Always clean when you are at least 6-inches away from the surface. This will prevent damage to your vehicle’s paintwork, puncturing your vehicle’s tires and even gorging ugly holes in your deck wood.
Never let the engine run idle for extended periods to prevent the pump from overheating. This will help extend our washer’s lifespan.
Avoid pointing the spray gun at people, pets and fragile objects to avoid injury/damage.
Never use a pressure washer when standing on uneven places such as a ladder because the recoil force is likely to throw you off balance.
Never use an extension cord with an electric pressure washer unless your pressure washer is compatible with one. Even if it, always buy an extension cord model that’s been recommended by the manufacturers.
How to Pick the Perfect Pressure Washer
When picking out a pressure washer, the two main things to consider are; your intended purpose for the pressure washer and the pressure washer’s power output.
If you are thinking of purchasing a pressure washer to tackle intensive cleaning jobs, you should consider washers with higher PSI and GPM ratings.
For the cleaning duties laid out below, you need a pressure washer with the following performance ratings to complete the cleaning tasks effectively;
Light-duty cleaning tasks are usually the smaller cleaning jobs around your home and need washers rated between 2 GPM at 1300 – 2000 PSI. You can get either an electric or a gas pressure washer with those ratings and can be used for smaller jobs such as cleaning window panes, furniture, vehicles, and more.
Gas powered pressure washers are ideal for handling medium-duty cleaning jobs, but you can also use electric pressure washers. Medium-duty pressure washers are rated between 2-3 GPM at 2000 – 2800 PSI and are suitable for homes and small-scale businesses such as garages, car & carpet cleaning services, etc. These machines are generally more sturdy and powerful for handling demanding cleaning jobs such as driveways, and getting rid of oil stains etc.
Heavy-duty pressure washers provide a power output rated at between 3 – 4 GPM at 2900 – 3000 PSI and are ideal for commercial purposes. They are mostly gas-powered pressure washers that are characterized by their durability and powerful cleaning performance. With a heavy-duty pressure washer, you can tackle jobs such as cleaning a two or three story building as well as graffiti and paint removal.
These are rare pressure washers and are rated above 3300 PSI. Heavy-duty pressure washers are powerful and are ideal for tackling intensive cleaning jobs.
Also called all-in-one pressure washers. These pressure washers offer a great deal of versatility that allows users to adjust the temperature and pressure of the washers for taking on different cleaning tasks.
Hot Water Pressure Washers
These pressure washers are rare, use less soap & chemicals, cost more and have a more complex operation. They have the best cleaning performance making them suitable for industrial and farm use.

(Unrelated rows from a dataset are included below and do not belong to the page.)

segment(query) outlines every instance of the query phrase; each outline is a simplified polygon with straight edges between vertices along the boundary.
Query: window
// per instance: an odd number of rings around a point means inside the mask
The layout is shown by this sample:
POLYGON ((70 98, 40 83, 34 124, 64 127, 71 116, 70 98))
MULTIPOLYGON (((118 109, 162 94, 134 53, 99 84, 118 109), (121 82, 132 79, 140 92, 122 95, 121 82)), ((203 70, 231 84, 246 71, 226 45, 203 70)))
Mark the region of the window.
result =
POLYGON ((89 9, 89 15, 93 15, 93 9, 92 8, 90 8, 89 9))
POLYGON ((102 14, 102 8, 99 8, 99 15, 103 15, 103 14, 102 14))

Now that you’ve learned the important tips on how to operate a pressure washer, you should always remember to use it with caution and maintain proper care of it to get a long life out of it.
Inspecting your pressure washer before every use should be second nature to ensure your machine is running as per the manufacturer’s recommendations.
Lastly, these guidelines are meant to get your pressure washer performing at its optimal level.
They will also help you learn safety practices when operating a pressure washer to ensure that you, people and pets around you as well as objects near you are safe from a pressure washer blast.